Un nouveau papillon ravageur des yuccas sur la Côte d'Azur

JEAN-FRANÇOIS GERMAIN*, RAPHAËLLE MOUTTET*, JEAN-MARIE RAMEL*, KARINE PANCHAUD**, JOËL MINET***, STEVEN C. PASSOA**** ET ÉRIC CHAPIN***** - Phytoma - n°702 - mars 2017 - page 8

Les larves de Batrachedra enormis peuvent causer des dégâts spectaculaires sur yuccas. Présentation de cet insecte.
1. Dégâts constatés en septembre 2011 sur un lot de yuccas, dans le Var.  Photo : É. Chapin

1. Dégâts constatés en septembre 2011 sur un lot de yuccas, dans le Var. Photo : É. Chapin

2. Le responsable, Batrachedra enormis. Ici, adulte (imago) au repos. Il est issu de l'élevage de larves prélevées en 2016. Photo : É. Chapin

2. Le responsable, Batrachedra enormis. Ici, adulte (imago) au repos. Il est issu de l'élevage de larves prélevées en 2016. Photo : É. Chapin

3. Symptômes sur feuille de yucca dus à B. enormis  Photo : É. Chapin

3. Symptômes sur feuille de yucca dus à B. enormis Photo : É. Chapin

4. Larve de B. enormis avec galerie dans une feuille de yucca. C'est, à notre connaissance, la première photo de larve de cette espèce. Photo : É. Chapin

4. Larve de B. enormis avec galerie dans une feuille de yucca. C'est, à notre connaissance, la première photo de larve de cette espèce. Photo : É. Chapin

En juin 2011, un lot de Yucca gigantea (Asparagaceae) provenant d'Italie, stocké dans le Golfe de Saint-Tropez, portait des feuilles dégradées dans lesquelles se développaient des larves de lépidoptères. Le lot avait été détruit, cinq ans ont passé... Mais en 2016, les mêmes larves ont été trouvées, et ceci dans un jardin.

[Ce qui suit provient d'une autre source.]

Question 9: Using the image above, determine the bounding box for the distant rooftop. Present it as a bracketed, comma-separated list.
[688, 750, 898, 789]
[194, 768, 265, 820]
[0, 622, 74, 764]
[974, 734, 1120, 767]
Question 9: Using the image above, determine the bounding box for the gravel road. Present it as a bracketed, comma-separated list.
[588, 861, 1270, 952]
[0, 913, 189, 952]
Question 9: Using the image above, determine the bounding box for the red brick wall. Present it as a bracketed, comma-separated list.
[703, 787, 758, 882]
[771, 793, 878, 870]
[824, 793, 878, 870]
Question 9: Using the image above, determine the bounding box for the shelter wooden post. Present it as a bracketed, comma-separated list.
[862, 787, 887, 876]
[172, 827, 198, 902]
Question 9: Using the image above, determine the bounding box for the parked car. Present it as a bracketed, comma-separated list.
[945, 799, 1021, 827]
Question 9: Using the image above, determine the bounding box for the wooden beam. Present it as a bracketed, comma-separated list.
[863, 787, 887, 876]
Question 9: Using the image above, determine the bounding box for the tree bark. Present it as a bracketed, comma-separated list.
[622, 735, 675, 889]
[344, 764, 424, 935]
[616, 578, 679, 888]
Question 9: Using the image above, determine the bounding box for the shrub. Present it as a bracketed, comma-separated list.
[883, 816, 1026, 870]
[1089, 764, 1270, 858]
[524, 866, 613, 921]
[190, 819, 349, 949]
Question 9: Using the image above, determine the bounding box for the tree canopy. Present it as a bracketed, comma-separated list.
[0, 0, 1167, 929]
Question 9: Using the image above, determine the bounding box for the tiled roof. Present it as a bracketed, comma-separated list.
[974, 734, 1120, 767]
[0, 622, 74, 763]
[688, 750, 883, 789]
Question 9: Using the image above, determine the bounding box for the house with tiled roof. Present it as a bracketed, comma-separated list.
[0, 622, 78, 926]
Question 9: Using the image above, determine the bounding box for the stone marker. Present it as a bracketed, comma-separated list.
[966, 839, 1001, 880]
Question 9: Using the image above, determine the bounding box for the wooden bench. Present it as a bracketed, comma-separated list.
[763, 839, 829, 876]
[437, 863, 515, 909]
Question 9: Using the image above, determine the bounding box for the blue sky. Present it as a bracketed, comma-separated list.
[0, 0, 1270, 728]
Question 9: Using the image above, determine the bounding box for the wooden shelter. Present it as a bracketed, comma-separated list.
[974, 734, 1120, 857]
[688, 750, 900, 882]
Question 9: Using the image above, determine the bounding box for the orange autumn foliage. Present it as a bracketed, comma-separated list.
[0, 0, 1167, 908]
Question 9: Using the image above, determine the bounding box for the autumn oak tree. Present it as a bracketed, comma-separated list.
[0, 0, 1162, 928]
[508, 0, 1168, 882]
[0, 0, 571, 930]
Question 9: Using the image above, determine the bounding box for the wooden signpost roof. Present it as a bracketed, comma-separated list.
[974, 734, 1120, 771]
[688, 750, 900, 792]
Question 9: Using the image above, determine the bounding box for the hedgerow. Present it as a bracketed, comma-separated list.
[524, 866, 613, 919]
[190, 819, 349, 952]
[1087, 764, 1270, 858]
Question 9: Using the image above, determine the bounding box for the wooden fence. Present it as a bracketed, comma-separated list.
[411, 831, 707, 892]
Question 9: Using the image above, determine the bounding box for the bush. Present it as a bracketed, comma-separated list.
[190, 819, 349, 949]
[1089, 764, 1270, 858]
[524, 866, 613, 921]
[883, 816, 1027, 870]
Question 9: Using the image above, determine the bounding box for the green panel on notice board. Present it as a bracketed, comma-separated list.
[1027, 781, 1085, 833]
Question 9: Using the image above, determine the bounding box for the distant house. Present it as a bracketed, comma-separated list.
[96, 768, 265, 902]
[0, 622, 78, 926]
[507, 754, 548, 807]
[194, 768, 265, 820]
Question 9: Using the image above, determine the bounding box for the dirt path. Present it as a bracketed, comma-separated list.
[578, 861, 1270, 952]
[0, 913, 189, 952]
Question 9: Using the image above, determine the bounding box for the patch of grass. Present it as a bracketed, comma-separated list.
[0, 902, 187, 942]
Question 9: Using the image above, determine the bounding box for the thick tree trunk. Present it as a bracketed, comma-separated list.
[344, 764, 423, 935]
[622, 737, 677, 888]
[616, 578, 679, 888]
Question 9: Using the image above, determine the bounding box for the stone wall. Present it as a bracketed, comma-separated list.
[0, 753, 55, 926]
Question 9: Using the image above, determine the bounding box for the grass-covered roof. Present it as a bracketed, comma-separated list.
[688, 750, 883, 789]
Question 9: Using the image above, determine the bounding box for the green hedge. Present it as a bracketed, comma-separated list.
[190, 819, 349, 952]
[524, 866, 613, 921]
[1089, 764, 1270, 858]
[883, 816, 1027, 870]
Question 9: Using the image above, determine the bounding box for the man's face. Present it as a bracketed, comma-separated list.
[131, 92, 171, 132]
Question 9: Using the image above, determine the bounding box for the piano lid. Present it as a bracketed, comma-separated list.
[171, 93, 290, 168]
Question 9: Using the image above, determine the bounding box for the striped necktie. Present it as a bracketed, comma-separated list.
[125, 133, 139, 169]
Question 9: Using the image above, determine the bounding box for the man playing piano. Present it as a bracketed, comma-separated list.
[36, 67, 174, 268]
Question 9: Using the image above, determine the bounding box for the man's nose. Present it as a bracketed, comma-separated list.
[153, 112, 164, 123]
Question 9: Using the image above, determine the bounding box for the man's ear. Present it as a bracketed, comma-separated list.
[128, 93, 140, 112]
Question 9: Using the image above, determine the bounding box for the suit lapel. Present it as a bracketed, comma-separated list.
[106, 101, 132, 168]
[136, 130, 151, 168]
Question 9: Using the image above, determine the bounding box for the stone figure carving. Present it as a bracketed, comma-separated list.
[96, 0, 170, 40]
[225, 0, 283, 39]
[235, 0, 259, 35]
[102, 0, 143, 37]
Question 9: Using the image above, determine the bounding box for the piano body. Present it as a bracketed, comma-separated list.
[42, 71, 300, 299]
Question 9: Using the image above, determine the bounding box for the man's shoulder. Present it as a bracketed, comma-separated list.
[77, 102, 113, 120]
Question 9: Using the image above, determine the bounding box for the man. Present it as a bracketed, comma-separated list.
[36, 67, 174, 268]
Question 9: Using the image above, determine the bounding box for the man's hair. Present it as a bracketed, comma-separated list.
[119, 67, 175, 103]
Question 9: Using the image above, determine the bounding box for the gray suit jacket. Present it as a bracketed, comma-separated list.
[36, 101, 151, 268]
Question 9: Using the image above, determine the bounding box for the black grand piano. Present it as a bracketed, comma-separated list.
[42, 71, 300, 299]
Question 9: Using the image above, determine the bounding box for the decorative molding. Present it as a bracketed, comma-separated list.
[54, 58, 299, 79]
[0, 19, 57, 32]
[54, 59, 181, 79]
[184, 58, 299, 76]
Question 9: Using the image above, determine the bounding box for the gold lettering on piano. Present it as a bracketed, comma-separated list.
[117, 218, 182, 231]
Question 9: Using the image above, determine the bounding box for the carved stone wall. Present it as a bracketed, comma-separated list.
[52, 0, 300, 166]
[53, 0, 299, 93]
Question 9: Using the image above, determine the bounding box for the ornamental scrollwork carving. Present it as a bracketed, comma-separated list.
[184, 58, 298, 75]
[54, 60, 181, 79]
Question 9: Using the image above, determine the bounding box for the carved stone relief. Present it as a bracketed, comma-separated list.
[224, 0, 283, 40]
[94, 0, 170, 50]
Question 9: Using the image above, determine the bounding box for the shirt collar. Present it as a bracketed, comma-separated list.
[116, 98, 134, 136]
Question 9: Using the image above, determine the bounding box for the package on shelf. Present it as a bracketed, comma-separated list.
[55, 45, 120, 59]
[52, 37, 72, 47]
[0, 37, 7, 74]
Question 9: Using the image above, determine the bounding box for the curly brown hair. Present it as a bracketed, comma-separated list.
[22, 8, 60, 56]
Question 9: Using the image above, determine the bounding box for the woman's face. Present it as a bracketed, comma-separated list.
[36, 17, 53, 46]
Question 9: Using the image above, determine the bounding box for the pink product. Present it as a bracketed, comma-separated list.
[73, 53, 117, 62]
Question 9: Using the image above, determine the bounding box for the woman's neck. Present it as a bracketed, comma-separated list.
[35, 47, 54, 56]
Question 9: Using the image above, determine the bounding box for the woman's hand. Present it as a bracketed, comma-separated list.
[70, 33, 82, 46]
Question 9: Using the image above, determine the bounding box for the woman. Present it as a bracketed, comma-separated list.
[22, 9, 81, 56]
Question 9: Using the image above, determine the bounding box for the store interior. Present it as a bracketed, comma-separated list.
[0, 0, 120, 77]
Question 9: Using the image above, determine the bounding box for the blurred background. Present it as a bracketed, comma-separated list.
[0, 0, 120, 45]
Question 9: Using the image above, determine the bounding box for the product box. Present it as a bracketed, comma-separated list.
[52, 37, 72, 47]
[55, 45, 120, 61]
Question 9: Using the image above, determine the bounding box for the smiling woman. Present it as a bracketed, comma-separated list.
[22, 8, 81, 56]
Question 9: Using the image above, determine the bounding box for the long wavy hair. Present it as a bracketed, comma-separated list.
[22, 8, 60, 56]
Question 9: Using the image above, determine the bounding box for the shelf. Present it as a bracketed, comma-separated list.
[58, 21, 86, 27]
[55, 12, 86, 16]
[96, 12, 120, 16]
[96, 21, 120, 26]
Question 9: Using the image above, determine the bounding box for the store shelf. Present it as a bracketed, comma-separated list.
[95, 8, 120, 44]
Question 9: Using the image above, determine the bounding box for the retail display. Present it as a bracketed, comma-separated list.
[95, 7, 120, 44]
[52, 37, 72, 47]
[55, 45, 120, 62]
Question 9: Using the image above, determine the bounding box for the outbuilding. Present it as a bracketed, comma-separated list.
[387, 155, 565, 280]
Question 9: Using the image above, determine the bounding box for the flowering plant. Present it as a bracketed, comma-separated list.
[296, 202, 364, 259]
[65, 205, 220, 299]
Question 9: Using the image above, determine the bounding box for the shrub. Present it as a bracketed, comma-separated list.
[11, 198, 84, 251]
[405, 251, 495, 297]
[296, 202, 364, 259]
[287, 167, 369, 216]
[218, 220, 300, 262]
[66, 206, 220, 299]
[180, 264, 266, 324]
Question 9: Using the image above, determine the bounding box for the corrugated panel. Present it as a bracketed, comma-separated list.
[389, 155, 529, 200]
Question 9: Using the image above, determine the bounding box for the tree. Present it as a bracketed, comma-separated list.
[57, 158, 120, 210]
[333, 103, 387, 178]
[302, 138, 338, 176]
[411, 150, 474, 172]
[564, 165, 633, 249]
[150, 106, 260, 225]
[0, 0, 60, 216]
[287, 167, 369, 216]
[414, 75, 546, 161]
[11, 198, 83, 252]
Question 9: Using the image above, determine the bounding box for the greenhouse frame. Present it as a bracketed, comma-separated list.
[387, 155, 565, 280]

Étapes d'une identification

Soupçons en 2011

L'identification morphologique des adultes en 2011 n'avait pu aboutir qu'à la famille de Batrachedridae, avec de bons indices en faveur de l'espèce Batrachedra enormis au vu de leur écologie. L'ADN d'un spécimen avait été séquencé, mais la séquence n'avait pas pu être exploitée faute de référence dans les bases de données. Des mesures d'éradication (destruction du lot) avaient alors été mises en oeuvre par le propriétaire. Cette détection avait été classée comme marginale... a priori !

Morphologie et barcoding en 2016

En août 2016, ces mêmes larves ont été observées sur un yucca dans le jardin d'un particulier à Sanary-sur-Mer, dans le Var. Ces larves creusent des galeries dans les feuilles de la plante, l'endommageant très sérieusement (photo 1).

Des larves prélevées ont pu être élevées et aboutir à des imagos (photo 2). L'identification morphologique par analyse des genitalia de deux des mâles issus de cet élevage (Figure 1) a permis d'établir qu'il s'agissait de l'espèce Batrachedra enormis Meyrick, 1928 (Lepidoptera : Batrachedridae).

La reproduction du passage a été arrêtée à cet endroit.